Design for Six Sigma or DFSS is a methodology that relies on various forms of statistical analysis to achieve an increase in productivity in an organization while also reducing the incidences of negative results. There are many aspects to it, and it’s a broad field that’s difficult to describe in brief, but among the important points, one of the most critical ones is to ensure that you minimize the random variance in the final output.
In fact, this is one of the fundamental aspects of DFSS, and something you’ll see emphasized quite often in discussions about the methodology. There are also some common misunderstandings surrounding its implementation, among which is the way you should deal with output variation.
Removing Variation Completely
DFSS is not so much about reducing the variation in your processes; rather its goal is to remove that variation completely and ensure that the output is predictable and as close to the expected value ranges as possible every time. This can mean completely throwing out a process and replacing it with another more efficient one, and the general idea behind it is to perform deep analysis on the different processes involved in your organization in order to determine which ones are most susceptible to variation issues.
From the point of view of someone implementing DFSS, those processes can be seen as inadequate, leading to their replacement with ones that have no random variation at all. Of course, this can sometimes be difficult to implement accurately, as it relies on having a lot of intricate knowledge about the way your industry works (and of course your specific organization’s place within it), and knowing how to properly analyze processes in this regard.
Sometimes variation can be caused by factors that have nothing to do with poor performance, and if that’s not identified correctly, it can lead to a lot of wasted effort in the long run. This makes it important to ensure that you actually work with accurate data when performing DFSS, instead of just focusing on the DFSS process itself.
Designing Around DFSS from the Ground Up
This leads us to a fundamental point about DFSS it’s a technique that’s best used to design a new process from the ground up, keeping in mind all variation-related factors that were discovered during the initial analysis. This means that in order for it to be most effective, DFSS should be integrated tightly into your design and production processes, rather than being an additional step after the fact.
This is a point that many organizations get wrong, even today. DFSS is not something you can just tack on to a project and expect to get good results. You need to start thinking about every implication it will have on your business right from the start. And with that in mind, working with an expert who’s already experienced in applying DFSS to an organization is definitely preferable when you don’t have the relevant expertise yourself. The last thing you want to do in this situation is to end up wasting a lot of effort on something that wasn’t even the right kind of change in the first place.

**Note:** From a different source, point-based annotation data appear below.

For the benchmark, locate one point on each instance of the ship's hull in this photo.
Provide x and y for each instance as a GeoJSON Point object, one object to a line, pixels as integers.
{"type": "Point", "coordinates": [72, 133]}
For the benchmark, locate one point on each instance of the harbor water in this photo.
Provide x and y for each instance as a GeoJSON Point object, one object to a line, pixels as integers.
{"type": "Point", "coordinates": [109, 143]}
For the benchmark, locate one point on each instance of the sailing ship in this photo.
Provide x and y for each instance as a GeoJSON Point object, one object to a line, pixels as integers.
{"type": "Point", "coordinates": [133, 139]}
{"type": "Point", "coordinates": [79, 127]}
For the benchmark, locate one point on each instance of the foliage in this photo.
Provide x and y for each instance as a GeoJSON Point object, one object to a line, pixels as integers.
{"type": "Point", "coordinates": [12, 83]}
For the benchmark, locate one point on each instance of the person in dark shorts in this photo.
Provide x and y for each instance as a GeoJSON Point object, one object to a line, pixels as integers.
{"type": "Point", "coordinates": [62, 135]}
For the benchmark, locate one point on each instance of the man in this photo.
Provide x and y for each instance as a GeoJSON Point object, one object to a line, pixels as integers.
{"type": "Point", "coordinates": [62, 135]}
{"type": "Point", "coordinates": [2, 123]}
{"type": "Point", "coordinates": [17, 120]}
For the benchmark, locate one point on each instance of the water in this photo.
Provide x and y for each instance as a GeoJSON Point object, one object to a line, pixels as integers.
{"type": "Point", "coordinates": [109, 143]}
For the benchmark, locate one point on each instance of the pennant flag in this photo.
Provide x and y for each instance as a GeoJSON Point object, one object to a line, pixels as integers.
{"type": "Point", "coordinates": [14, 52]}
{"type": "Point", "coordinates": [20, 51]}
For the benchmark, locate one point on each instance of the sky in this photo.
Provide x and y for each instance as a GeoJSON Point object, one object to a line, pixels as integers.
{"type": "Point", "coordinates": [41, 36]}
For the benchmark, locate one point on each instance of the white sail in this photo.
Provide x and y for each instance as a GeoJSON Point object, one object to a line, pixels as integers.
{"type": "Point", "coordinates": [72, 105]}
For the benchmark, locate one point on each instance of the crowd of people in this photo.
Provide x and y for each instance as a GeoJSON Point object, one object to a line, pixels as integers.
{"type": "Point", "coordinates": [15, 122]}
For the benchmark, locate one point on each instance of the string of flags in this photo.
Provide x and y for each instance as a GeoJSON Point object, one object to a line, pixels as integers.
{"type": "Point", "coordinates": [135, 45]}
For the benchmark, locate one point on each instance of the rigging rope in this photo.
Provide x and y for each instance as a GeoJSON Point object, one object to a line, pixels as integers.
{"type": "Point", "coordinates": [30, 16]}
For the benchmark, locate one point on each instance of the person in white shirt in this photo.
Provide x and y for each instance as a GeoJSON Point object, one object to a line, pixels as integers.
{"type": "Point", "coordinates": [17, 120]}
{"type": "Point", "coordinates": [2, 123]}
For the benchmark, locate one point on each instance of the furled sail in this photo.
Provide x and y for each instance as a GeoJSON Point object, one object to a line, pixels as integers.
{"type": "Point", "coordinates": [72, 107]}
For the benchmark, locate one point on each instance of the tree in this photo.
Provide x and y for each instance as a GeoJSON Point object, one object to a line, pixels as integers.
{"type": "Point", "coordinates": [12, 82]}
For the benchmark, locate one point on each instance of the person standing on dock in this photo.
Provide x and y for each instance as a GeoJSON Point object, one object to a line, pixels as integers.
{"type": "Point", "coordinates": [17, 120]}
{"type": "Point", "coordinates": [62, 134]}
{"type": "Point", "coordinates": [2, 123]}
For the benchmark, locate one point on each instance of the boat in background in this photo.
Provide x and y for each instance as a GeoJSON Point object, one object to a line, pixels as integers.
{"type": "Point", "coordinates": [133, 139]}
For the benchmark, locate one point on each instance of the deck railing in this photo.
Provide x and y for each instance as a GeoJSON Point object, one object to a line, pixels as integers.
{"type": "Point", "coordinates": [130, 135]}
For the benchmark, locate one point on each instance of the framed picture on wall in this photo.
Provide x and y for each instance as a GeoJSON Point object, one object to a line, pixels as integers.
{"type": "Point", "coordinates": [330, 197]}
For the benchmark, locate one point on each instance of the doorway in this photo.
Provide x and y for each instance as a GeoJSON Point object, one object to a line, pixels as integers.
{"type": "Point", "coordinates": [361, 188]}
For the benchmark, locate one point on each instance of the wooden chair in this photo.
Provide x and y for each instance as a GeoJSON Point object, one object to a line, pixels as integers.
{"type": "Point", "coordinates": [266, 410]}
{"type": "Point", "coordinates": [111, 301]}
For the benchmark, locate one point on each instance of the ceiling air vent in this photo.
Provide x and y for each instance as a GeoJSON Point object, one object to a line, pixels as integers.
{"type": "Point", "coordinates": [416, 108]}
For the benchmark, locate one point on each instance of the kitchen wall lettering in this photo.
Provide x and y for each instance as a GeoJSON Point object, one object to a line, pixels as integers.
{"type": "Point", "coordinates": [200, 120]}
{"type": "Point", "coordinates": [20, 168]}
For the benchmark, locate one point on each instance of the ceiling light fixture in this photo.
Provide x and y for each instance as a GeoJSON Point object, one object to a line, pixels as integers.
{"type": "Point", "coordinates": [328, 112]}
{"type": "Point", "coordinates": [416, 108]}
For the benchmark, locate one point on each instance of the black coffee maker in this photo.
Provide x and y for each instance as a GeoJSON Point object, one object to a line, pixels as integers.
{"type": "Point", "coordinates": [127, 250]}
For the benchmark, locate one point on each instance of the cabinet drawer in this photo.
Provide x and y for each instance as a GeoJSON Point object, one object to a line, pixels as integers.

There are also additional methods you can apply alongside DFSS to get even better results, and it’s actually just one technique in a family of many. Studying them all in depth is definitely recommended if you want to see good results and be sure that you’re actually working in a productive direction.
Design for Six Sigma is a methodology that can lead to a set of processes with minimal variation in them, but it’s often not possible to do this to already existing processes. This makes it important to integrate DFSS in your organization’s workflow at a more fundamental level, and to ensure that it’s the driving force behind the development of every new process. That way, you will eventually get to a state where you’re in full control of the output of every single step of the processes in your organization.